RUMOURS: This is one of the most striking labels out at the moment. There’s no questioning the simplicity, but the white background only helps to build the significance of the beautifully executed birds. Unmistakably Australian and with the birds sitting cosily and with a name like Rumours it sets a fun tone – you can just image the birds chatting away about the latest goss. Despite being vibrant it maintains an elegant feel, assisted by the stylish wrap around label with a small vertical profile, the silver capsule and slightly top heavy bottle form.

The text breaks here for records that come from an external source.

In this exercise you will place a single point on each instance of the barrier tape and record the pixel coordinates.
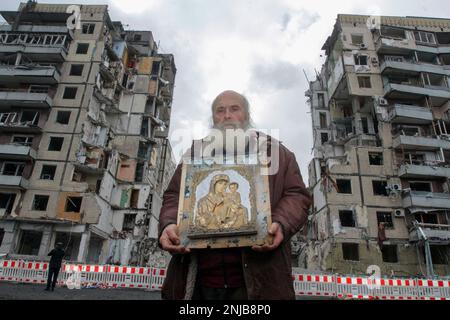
(151, 278)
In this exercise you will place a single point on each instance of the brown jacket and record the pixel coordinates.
(268, 276)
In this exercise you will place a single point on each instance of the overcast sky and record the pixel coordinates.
(256, 47)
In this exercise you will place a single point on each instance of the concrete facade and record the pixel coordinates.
(380, 121)
(83, 149)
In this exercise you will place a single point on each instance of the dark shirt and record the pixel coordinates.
(56, 258)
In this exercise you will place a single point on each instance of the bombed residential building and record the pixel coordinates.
(84, 119)
(380, 173)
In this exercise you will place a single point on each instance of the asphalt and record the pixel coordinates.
(25, 291)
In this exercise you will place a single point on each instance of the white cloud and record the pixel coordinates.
(247, 46)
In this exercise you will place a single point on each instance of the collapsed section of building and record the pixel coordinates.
(84, 150)
(381, 126)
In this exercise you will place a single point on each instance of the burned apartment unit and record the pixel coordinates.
(381, 166)
(84, 150)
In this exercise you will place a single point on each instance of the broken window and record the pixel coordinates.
(439, 255)
(76, 69)
(30, 117)
(68, 241)
(23, 140)
(344, 186)
(145, 127)
(324, 137)
(443, 37)
(40, 202)
(410, 131)
(420, 186)
(144, 150)
(445, 59)
(434, 80)
(139, 175)
(88, 28)
(323, 120)
(350, 251)
(55, 144)
(155, 68)
(13, 169)
(376, 158)
(128, 222)
(428, 218)
(63, 117)
(361, 60)
(7, 202)
(134, 201)
(357, 39)
(394, 33)
(73, 204)
(364, 82)
(30, 241)
(321, 100)
(347, 218)
(424, 37)
(426, 57)
(379, 188)
(386, 218)
(365, 125)
(82, 48)
(389, 253)
(415, 158)
(48, 172)
(70, 93)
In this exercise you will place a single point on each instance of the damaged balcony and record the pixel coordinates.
(427, 85)
(16, 182)
(406, 142)
(435, 233)
(412, 171)
(425, 199)
(29, 74)
(36, 46)
(17, 152)
(26, 122)
(33, 96)
(401, 113)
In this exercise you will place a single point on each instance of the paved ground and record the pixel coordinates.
(21, 291)
(26, 291)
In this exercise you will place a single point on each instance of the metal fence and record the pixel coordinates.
(306, 285)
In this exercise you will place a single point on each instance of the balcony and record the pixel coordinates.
(424, 199)
(389, 45)
(32, 97)
(13, 182)
(410, 67)
(400, 113)
(420, 143)
(29, 74)
(414, 90)
(36, 46)
(412, 171)
(17, 152)
(436, 234)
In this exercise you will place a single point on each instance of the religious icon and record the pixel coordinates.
(223, 205)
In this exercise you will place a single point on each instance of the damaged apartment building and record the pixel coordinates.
(84, 150)
(381, 166)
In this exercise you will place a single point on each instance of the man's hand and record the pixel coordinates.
(170, 241)
(277, 232)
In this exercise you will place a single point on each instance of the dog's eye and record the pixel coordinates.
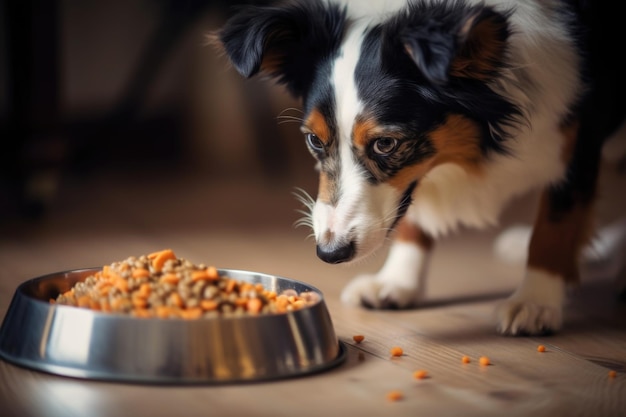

BREATHING SPACE: Using the more conventional wine label dimensions, this label is enomously successful in its detailing. The green leaf patterning has a subtle shimmering foil that gives it an extremely elegant look. One of the great strengths of this label and I think it is almost unanimous across all quality designs is that the back label stands on its own two feet – it is not a last minute (we need to tick a few boxes) additions. Quality design has these completeness and it goes a long way to convincing people that the wine must have the same attention to detail.
DALZ OTTO: Great use of texture. The forms of the label also create quite a unique outcome.
DERWENT ESTATE: Whilst most contemporary labels seem to be favouring a textured paperstock, this label uses a very smooth, shiny label base, likely to be some sort of plastic film. The result is a very smooth, shimmering label with very rich colours. The boat artwork has a spot vanish which almost gives it a mirror quality – perfect for the reflecting water.